A sequence \((f_ n)\) of real functions defined on a set X is called quasi-normally convergent to f if there exists a sequence \((\epsilon_ n)\), \(\epsilon_ n\to +0\), such that for every \(x\in X\) there is an index n(x) with \(| f_ n(x)-f(x)| <\epsilon_ n\) for \(n\geq n(x)\). This means that X is the union of a sequence of sets \(X_ k\) such that \((f_ n)\) converges uniformly on each \(X_ k\). The author proves a few simple propositions about Dirichlet sets in which the quasi-normal convergence plays a rôle. A set \(E\subset [0,1]\) is called Dirichlet set if there exists an increasing sequence \((n_ k)\) such that \(e^{2\pi in_ kx}\) tends to 1 uniformly on E. The author calls \(E\subset [0,1]\) a D-set iff there exists an increasing sequence \((n_ k)\) such that \(e^{2\pi in_ kx}\) converges to 1 quasi-normally on E. Thus E is a D-set iff it is the union of an increasing sequence of Dirichlet sets.
Further the interval [0,1] is replaced by \({\mathbb{T}}\) (the torus) and it is proved a.o. (using quasi-normal convergence) that if E is a D-set then the group generated by E is also a D-set. As a corollary one obtains that there exist D-sets E such that not every closed subset \(F\subset E\), \(F\neq E\) is Dirichlet.
The most interesting part of the paper concerns the following problem: let \(\{E_ s\}\) (s\(\in S)\) be a family of Dirichlet sets such that any finite union of them is Dirichlet. How big can one take card S to be sure that \(\cup_{s\in S}E_ s\) is a D-set? Of course that is the case for \(| S| =\omega\). To answer this question one is lead to consider the following property of a family of subsets of \({\mathbb{N}}:\)

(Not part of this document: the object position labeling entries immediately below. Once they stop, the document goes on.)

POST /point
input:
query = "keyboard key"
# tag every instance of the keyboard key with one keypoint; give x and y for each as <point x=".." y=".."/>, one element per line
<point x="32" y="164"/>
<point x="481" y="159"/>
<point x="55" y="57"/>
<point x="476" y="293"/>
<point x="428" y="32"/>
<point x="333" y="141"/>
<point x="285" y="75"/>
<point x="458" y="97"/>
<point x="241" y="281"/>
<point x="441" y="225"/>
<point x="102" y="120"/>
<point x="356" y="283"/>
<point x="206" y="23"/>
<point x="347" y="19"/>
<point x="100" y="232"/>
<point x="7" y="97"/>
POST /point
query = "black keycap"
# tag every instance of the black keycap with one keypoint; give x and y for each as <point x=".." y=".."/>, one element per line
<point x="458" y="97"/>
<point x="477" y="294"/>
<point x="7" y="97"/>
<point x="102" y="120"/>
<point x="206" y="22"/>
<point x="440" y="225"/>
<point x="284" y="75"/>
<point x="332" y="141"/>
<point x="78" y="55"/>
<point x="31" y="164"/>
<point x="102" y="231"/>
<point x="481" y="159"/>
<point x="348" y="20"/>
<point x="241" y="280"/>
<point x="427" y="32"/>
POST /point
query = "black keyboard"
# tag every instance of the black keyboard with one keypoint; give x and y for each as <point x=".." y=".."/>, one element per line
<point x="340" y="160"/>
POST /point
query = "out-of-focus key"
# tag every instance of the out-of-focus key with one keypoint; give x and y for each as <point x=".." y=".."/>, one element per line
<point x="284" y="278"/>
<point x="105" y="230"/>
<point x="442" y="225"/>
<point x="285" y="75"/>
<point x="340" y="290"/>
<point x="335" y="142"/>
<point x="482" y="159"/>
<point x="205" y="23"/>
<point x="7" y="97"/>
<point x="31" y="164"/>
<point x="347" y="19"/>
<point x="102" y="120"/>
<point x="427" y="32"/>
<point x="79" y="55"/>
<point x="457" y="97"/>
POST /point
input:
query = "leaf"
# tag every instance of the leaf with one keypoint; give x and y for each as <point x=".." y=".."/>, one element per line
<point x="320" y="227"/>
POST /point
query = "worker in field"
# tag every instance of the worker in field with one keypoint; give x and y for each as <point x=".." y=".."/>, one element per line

Let \({\mathbb{F}}\) be the family. Assume that \(A_ 1\cap...\cap A_ n\) is infinite whenever \(A_ j\in {\mathbb{F}}\), \(n\in {\mathbb{N}}\) and that, for any \(B\subset {\mathbb{N}}\) infinite there exists \(A\in F\) with \(B\setminus A\) infinite. Now let \({\mathfrak p}\) be the least cardinal for which such a family \({\mathbb{F}}\) exists. Then one has \(\omega\leq {\mathfrak p}<2^{\omega}\) [compare D. H. Fremlin, Consequences of Martin’s axiom (Cambridge Tracts Math. 84, 1984; Zbl 0551.03033), p. 2-3]. The author proves (without assuming the continuum hypothesis) that \(| S| <{\mathfrak p}\) is sufficient. There follow some remarks about possible implications between various kinds of “thinness” of a set expressed in terms of Fourier series theory.